When he’s able, the young man speaks, his voice full of spit and blood. He tells us of how the enemy acted as though they knew his party, a dozen strong, had split into small groups, heading to different places within a day’s travel of their home camp to pursue deer. He and his brother were captured a short walk from the land they’d tracked, and his brother was beaten to death in front of him with clubs. The Haudenosaunee then dragged this young man back to his camp and began torturing him with clamshells while waiting for the others to return.
“The rest of that day I tried to stay alive,” he says. “I sang my death song and tried not to cry out when they cut or burned me.” He stops to draw in his rasping breath. “The first thing they did when each of our hunters came back captured was cut both his ears off and place them in a birch basket.” My eyes wander to the poorly made one placed beside the copper pot. “They told me when they left that this was to show you how important it is for you to listen to them.”
He explains how he watched them kill each of his companions over the next few days in the most painful ways they could come up with. All had the flesh stripped from their chests and backs before being hanged by ropes over hot coals. When they passed out, cold water was poured over them to revive them and they were fed ottet to regain their strength before being roasted again. Some had their eyes carved out with burning sticks, others had hatchet heads reddened by the fire’s heat seared into their armpits or between their legs. Five of the eleven gave in and began to scream for mercy, the young man reports, but six chanted their death songs and were able to smile into that place while staring their enemies in the eye.
“So tell us, brave one,” Ata asks, “what did they ask you to share with us?”
The young warrior asks for water, and as I listen to him slurp at it with his damaged face, I realize I should do him the favour of finishing him if this is what he desires.
“We hold one of their own as a prisoner,” he finally says. “Clearly she’s special to them. They want her back.” We can hear his strained breathing in the shadows. “I’d like to go now,” he says. “Can I go now?”

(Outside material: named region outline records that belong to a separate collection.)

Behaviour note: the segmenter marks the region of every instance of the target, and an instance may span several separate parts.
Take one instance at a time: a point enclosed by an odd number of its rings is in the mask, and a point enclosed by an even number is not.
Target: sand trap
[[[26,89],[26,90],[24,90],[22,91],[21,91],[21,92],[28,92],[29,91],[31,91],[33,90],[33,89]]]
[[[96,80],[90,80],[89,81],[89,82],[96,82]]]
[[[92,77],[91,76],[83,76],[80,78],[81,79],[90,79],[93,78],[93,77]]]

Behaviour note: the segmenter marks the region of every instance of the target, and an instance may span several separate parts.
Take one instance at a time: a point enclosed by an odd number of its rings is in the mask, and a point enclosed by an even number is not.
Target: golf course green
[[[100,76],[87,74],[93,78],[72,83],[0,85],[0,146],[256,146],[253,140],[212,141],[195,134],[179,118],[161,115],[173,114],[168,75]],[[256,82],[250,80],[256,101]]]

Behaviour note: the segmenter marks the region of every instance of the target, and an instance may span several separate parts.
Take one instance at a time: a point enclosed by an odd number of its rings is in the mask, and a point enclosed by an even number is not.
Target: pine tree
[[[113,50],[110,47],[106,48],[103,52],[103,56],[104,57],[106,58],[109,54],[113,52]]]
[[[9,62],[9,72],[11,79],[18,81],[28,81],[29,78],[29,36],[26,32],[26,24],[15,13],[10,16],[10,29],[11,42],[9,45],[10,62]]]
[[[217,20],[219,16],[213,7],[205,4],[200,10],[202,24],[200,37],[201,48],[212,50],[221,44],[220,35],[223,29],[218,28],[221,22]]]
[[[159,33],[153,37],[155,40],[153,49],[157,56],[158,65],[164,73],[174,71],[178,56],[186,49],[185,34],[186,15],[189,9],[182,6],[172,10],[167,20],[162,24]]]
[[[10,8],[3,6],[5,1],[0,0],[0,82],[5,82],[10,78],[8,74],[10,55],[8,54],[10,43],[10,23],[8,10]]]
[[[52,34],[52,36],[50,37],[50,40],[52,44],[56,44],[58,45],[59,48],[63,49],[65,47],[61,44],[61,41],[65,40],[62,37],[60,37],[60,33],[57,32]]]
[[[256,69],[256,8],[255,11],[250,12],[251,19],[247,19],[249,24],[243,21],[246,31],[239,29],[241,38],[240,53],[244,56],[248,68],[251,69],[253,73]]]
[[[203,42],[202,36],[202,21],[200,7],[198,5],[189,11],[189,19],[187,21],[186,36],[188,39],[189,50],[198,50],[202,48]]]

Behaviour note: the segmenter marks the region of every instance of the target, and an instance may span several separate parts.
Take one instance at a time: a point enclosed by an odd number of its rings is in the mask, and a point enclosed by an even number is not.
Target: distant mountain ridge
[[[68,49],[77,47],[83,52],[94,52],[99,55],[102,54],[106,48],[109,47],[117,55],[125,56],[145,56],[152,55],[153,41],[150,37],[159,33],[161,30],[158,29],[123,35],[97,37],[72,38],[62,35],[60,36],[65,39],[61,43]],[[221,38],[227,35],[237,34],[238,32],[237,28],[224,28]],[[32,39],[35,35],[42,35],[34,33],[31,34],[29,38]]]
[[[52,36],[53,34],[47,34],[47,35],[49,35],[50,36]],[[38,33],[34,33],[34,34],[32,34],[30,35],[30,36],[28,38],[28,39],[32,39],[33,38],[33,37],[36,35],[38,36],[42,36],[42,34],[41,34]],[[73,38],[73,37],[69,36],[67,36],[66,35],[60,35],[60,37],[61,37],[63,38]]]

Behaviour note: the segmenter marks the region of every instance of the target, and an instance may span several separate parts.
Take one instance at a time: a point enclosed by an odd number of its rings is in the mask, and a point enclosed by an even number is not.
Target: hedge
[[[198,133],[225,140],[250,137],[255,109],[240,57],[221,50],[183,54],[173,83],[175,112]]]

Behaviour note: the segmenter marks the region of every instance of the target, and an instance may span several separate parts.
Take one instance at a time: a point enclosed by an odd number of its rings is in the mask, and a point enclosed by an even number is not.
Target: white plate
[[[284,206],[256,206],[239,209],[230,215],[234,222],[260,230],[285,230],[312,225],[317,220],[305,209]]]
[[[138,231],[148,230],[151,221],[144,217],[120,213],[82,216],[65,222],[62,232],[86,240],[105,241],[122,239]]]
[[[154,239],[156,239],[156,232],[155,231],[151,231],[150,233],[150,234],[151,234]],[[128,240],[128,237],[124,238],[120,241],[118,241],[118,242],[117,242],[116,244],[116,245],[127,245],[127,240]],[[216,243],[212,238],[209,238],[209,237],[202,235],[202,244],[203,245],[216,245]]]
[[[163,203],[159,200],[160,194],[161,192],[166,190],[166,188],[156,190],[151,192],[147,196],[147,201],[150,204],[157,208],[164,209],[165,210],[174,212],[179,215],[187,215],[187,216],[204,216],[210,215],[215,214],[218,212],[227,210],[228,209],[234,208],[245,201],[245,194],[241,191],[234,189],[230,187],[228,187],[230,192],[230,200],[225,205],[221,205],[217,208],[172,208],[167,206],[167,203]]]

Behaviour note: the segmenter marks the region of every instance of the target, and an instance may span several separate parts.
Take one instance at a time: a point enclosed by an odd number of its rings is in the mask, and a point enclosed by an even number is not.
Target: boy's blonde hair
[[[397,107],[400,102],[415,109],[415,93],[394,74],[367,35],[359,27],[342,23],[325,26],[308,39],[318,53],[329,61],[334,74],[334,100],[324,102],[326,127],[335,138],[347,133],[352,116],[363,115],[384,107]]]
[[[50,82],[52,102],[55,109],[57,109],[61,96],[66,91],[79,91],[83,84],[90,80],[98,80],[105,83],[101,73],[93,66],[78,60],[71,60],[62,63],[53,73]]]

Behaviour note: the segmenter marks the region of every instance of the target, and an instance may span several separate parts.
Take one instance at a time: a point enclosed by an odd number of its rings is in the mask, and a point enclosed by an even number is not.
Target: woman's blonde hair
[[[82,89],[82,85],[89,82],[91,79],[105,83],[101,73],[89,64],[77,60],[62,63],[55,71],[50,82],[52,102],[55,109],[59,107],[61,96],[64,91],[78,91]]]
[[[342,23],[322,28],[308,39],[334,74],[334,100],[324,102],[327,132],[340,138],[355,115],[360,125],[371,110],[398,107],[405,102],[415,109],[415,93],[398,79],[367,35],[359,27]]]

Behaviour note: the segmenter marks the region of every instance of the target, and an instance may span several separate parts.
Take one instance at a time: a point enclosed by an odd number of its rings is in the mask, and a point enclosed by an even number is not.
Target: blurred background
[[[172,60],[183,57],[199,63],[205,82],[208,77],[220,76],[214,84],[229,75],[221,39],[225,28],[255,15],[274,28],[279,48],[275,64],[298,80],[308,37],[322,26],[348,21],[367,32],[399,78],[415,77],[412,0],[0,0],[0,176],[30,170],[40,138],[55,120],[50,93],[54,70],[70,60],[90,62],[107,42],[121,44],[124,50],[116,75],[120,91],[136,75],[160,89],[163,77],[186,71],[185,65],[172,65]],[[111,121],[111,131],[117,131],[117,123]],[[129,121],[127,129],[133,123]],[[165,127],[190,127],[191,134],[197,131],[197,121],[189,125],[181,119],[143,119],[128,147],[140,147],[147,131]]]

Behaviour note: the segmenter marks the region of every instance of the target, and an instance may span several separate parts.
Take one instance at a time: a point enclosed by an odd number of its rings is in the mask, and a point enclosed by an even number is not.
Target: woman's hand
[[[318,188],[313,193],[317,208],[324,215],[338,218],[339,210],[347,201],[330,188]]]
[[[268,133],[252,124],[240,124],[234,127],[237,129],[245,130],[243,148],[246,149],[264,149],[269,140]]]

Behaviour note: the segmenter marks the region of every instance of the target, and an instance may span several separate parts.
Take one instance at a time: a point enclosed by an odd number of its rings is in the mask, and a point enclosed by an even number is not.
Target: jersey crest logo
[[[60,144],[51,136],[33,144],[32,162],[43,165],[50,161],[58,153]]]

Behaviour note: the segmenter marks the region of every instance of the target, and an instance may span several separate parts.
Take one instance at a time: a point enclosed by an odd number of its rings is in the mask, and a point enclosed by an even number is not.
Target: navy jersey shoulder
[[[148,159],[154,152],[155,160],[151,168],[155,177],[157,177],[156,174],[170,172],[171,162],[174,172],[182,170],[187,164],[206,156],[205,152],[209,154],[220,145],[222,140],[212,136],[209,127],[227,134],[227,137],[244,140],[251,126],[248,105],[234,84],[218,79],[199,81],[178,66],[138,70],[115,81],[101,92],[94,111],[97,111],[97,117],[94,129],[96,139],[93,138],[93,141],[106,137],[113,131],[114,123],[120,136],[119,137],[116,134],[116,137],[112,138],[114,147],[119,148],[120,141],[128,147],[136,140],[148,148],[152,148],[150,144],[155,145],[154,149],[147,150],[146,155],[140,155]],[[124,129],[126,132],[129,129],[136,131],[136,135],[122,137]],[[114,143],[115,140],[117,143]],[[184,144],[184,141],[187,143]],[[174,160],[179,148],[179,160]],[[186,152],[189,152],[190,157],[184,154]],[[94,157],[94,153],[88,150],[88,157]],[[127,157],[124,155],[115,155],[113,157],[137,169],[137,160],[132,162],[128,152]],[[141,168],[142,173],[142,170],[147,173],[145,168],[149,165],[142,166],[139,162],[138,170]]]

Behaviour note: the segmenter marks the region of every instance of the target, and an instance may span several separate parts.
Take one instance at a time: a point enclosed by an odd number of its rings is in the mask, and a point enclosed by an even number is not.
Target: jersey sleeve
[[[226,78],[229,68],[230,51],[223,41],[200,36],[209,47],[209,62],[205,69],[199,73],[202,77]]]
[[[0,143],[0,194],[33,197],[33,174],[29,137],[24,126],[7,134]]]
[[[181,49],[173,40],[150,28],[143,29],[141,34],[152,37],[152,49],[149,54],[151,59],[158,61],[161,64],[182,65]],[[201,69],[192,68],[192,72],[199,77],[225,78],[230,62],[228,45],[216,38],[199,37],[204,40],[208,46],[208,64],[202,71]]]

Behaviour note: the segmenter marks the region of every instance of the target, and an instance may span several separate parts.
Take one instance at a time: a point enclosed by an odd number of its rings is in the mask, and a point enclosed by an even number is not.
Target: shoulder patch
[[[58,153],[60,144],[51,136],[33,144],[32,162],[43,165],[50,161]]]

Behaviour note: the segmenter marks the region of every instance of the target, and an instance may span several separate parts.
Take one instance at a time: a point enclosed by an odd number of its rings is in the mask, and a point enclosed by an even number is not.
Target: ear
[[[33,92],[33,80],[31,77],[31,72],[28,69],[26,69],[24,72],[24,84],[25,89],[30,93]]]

“Of course, dear one,” Ata says. “We will hold a feast to celebrate your bravery on the longest day of the year. You are an example to the young men coming up. The enemy chose you to be the messenger because of your fortitude.”
The others respond with their Ah-ho!, and I lower my head when the young man is carried away because I know he’s staring at me.
For a long time I listen as the elders confer. They talk about sending out another party to track down and kill the Haudenosaunee if they foolishly haven’t left. They speak about how the land around us can no longer support a community this large. One proposes dividing ours into smaller entities spread out but not too far from one another, and this is rebutted by the fact that a very big village repels invasion by its sheer existence. They talk more of the French and the various tactics in dealing with them. They keep the fire stoked and speak of our enemies who’ve dared come this far into our country so early in the raiding season and talk around, I finally realize, the issue of why I am here.
The first of the morning birds have begun to call out, letting us know the sun is on its way, when finally my name is spoken.
The youngest, Marten, is the first to say it. “Tsawenhohi has clearly taken a girl who means much to them.” I’ve been waiting to hear this. Now it’s said. And so now it will be considered by all.
“What would Marten do?” Ata asks.
“I’d give her back,” he says, “and expect them to pay me well for keeping her in such good strength.”